For lacking the ambition to revive itself, Zanu PF may have unwittingly dumped itself into the  political dustbin. Everything is changing; companies are rebranding, generations are changing and Zanu PF must realise that without a new face to appeal to the new generation electorate, it is like the ancient steam railway-engine trying to out-run the electrified modern inventions.

 

Its chances of romping to victory in any election, is nil. In a free and fair environment, the party could  only live to regret its failure to read the writing on the wall. Zanu PF is now like a monument, which people visit to commemorate the history of Zimbabwe.
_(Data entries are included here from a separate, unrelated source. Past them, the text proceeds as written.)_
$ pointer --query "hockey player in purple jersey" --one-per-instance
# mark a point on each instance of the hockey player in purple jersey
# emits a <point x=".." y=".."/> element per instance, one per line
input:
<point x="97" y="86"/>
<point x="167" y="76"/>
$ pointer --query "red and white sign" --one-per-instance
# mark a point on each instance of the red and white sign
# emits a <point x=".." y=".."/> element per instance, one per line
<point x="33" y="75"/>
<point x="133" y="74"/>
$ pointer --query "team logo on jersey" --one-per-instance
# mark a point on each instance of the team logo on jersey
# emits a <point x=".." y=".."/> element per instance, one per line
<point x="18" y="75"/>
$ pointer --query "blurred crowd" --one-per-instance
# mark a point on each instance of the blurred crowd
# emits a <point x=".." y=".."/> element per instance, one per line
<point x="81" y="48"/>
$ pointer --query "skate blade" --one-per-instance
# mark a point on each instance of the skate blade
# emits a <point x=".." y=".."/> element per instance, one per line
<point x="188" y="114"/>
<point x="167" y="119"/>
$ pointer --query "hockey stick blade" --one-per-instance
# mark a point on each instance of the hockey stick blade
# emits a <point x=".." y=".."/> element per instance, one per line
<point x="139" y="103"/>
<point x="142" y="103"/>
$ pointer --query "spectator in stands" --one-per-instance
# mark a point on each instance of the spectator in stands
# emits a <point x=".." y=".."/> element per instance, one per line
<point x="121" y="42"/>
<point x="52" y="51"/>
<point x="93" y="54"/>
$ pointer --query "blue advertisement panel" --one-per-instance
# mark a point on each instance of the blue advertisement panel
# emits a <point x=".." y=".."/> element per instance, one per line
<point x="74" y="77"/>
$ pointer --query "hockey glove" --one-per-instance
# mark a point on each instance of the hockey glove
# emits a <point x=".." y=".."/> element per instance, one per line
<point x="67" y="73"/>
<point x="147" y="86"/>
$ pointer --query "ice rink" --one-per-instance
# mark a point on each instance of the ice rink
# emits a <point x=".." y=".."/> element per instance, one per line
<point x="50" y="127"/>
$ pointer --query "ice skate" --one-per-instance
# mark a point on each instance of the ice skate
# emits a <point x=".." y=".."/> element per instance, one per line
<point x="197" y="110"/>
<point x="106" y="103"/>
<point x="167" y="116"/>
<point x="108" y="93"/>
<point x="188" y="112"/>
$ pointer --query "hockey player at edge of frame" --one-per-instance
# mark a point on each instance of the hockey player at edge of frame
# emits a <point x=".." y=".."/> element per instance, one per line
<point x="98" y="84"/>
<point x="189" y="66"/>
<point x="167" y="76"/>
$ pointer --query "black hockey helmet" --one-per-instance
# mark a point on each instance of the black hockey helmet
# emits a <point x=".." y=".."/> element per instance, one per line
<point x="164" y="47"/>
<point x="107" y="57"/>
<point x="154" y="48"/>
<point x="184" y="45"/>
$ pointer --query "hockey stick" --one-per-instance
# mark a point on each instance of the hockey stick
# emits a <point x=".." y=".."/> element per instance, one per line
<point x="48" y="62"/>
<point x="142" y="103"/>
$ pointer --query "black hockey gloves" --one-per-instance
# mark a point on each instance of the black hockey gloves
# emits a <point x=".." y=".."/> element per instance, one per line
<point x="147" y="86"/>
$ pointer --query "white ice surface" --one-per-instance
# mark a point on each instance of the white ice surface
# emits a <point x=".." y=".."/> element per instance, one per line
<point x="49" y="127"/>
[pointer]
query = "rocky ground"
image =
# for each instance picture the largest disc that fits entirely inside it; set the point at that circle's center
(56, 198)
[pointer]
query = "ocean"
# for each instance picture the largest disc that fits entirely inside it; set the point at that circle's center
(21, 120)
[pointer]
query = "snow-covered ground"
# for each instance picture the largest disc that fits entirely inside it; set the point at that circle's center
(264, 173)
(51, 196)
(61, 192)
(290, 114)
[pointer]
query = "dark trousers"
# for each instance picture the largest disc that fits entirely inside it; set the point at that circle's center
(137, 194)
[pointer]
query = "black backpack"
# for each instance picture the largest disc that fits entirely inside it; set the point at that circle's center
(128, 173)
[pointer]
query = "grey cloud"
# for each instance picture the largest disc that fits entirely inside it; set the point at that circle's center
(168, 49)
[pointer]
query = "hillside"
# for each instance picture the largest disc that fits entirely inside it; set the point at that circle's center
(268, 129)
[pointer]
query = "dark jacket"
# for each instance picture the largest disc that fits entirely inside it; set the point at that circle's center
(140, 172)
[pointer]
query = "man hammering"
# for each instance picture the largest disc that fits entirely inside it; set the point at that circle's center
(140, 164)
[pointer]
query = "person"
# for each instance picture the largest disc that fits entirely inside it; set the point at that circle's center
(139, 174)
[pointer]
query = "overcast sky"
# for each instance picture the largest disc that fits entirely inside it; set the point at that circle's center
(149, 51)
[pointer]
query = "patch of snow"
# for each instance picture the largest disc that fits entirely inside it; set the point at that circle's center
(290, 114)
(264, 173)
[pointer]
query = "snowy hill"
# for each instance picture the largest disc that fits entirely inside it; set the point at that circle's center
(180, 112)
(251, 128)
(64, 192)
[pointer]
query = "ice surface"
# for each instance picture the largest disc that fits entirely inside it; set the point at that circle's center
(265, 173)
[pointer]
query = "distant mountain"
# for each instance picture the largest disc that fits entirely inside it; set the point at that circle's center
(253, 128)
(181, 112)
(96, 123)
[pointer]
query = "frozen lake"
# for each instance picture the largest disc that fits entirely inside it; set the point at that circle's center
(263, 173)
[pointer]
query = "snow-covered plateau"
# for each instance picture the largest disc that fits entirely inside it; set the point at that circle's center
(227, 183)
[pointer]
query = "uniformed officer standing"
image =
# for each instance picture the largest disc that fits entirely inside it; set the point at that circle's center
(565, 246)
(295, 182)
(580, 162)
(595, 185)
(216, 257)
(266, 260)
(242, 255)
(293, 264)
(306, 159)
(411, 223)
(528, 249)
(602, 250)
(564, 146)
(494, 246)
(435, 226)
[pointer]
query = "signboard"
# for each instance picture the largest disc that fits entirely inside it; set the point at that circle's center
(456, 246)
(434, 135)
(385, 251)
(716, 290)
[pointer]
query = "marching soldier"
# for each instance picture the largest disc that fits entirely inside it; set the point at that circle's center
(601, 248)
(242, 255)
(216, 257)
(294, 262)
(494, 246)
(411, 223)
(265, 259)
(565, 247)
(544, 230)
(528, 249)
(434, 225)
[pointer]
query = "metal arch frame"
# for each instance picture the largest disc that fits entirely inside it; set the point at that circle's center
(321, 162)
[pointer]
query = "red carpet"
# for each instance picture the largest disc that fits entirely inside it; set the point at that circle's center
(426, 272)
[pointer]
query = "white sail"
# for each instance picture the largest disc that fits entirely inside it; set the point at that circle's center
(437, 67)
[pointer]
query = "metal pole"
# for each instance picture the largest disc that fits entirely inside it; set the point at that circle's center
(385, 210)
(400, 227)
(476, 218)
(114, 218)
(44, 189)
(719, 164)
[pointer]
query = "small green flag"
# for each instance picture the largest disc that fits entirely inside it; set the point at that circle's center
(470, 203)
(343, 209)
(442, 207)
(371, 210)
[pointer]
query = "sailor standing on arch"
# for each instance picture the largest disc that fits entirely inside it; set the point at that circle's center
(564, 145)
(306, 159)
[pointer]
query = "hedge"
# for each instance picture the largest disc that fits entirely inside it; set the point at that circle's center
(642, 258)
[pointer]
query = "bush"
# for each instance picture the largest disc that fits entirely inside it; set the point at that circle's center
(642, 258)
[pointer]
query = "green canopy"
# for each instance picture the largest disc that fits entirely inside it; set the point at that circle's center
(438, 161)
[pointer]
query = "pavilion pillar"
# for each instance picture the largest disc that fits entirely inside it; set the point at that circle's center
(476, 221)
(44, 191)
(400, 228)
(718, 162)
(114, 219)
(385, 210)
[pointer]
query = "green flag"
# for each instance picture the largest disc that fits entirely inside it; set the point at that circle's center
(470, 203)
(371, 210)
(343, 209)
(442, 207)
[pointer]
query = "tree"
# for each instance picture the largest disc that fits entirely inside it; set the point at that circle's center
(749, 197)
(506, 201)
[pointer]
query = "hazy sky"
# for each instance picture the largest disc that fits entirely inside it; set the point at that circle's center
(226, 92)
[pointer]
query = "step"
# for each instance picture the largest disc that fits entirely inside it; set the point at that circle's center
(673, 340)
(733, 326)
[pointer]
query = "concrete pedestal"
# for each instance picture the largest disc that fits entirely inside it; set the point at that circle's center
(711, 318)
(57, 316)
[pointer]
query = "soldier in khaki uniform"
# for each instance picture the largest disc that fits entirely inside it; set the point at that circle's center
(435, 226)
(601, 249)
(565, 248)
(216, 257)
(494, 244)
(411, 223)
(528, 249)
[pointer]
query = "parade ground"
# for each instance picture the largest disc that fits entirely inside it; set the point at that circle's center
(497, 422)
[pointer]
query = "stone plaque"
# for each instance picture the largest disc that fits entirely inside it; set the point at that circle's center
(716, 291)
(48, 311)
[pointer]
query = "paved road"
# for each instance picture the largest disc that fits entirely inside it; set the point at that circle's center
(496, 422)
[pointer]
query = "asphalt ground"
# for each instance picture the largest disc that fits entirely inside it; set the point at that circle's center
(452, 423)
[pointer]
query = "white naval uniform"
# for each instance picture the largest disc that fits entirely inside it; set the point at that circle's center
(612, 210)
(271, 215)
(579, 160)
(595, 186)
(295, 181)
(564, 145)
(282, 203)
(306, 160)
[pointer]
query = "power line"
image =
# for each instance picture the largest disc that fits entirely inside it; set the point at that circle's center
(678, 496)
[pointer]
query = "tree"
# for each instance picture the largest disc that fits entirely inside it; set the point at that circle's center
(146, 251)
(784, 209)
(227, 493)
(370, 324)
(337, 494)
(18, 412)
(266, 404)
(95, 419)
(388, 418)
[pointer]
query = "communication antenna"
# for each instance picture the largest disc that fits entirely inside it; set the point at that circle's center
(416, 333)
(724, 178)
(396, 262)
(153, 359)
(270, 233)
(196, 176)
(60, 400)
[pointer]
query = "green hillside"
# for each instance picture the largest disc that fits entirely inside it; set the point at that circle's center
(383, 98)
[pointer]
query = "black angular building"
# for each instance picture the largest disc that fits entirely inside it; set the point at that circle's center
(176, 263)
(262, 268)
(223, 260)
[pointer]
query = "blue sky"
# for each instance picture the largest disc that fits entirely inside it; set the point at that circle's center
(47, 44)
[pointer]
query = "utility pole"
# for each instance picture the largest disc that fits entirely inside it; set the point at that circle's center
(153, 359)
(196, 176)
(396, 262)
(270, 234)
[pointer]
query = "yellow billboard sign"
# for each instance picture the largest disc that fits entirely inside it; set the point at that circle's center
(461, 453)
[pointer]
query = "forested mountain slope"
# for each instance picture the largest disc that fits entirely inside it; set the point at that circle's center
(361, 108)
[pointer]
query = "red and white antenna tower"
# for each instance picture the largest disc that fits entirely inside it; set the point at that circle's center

Rising from a workers movement into a formidable political force to challenge the dominance of Zanu PF, MDC-T, has had its problems, especially in relation to intra-party squabbles that seemed to present a major threat to its stability. It was thrown into controversy last year when Tsvangirai was caught in an as yet to be cleared marriage controversy.

 

The issue has irked many sections of the society, but many believe  his personal failure is unlikely to affect the political clout he developed over the years. Tsvangirai, like many other Zimbabweans, suffered at the hands of Zanu PF in the struggle for democracy.

 

The MDC was disallowed many times from holding rallies, with police selectively applying the law to accord its rival, Zanu PF, more space to preach its propaganda to the electorate. All these constraints proved useless, as in March 2008 election, the MDC-T trounced Zanu PF to win the harmonised polls.

Despite winning the election, MDC-T was denied its right to rule and today it is playing second fiddle to the losing party. If elections were to be held today, without even campaigning, there are high chances that the MDC-T would win without having to labour because the tide of change seems unstoppable.

MDC-N, remains no more than a splinter  of the main MDC that hired Deputy Prime Minister Arthur Mutambara to be its president in 2005. With most MPs deserting it, MDC-N’s relevance on the political scene is largely a thing of the past and MDC-N president, Welshman Ncube, should be grateful that he remains in government, courtesy of the inclusive government.